The dynamics of our Panama Relocation Tours reflect who is moving to Panama. When we first started doing tours more than 5 years ago, most of the people on the tour were retirees or people of retirement age looking for business opportunities in Panama.
But over the last couple of years things have changed. Now, people in their 20s, 30s, 40s and 50s are coming on the tour and relocating to Panama too. We had a 23 year old on the January 2016 tour. They are not Trust babies who can retire. Nope! These are young people, or those with no retirement income, who are looking for business or job opportunities with less competition than North America or Europe.
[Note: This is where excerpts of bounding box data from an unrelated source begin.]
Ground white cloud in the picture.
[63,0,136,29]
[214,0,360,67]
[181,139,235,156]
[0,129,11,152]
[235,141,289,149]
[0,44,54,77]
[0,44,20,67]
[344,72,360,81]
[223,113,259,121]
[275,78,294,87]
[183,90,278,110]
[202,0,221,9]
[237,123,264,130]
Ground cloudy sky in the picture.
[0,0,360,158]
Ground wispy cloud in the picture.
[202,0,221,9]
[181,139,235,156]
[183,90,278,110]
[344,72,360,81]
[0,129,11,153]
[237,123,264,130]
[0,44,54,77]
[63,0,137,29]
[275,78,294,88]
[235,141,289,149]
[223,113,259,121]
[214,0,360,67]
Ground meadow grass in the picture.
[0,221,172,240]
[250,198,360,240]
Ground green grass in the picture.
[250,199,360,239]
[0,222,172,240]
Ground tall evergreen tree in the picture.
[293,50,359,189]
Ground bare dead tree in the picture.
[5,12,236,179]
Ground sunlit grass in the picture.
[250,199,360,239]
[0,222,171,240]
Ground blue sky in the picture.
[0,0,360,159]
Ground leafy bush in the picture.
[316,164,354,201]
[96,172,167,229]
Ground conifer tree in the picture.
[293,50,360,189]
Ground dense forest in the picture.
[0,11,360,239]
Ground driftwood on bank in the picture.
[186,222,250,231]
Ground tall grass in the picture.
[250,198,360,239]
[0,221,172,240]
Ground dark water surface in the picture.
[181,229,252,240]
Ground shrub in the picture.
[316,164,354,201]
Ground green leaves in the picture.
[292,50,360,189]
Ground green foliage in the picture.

A good example is 33 year old Joel Thomas from Wisconsin. I first met Joel at a real estate investing seminar in California a few years ago. I did the marketing for the seminar so I attended to help get everyone signed in and see many of my real estate investor friends. Joel spent more time out in the hall talking to me about Panama than he did in the classroom. A few months later, he was on a Panama Relocation Tour and was instantly hooked. He was actually thinking about relocating to Chile before learning about all the advantages in Panama. Joel moved to Panama about 8 months ago to attend an MBA program at 2/3 less costs than the United States. The instructors are flown in from the United States to Panama City for class on Friday and Saturday. So that leaves the rest of the week for Joel to work for someone else. But he found that it was difficult getting a job until he got his work permit. And you can’t get a work permit until you get your permanent visa. Once he got his work permit, he landed a job with a multinational company making as much, or more than he would if he were working in the United States. What his video below to learn about his life in Panama …
There are more than 120 multinational companies who have headquarters in Panama. Microsoft is expected to open an office in Panama City soon. Panama offers a lot of tax advantages to multinational companies to relocate to Panama. You can learn more about the multinational companies in my free booklet, Fund Your Freedom Overseas.
Another example of a young person moving to Panama is Alice Beth, a 23 year old, who moved to Panama City in 2012 but now lives in Coronado. She went the freelance route and has no problem finding clients. Alice says, ” New business, it seems, is to be found at every poolside happy hour and beachfront volleyball game”. When Alice graduated from college, she realized that there would be thousands of other people her age competing for the few jobs that opened up in the United States. In Panama, she has very little competition and a great view from her Coronado condo you can see below.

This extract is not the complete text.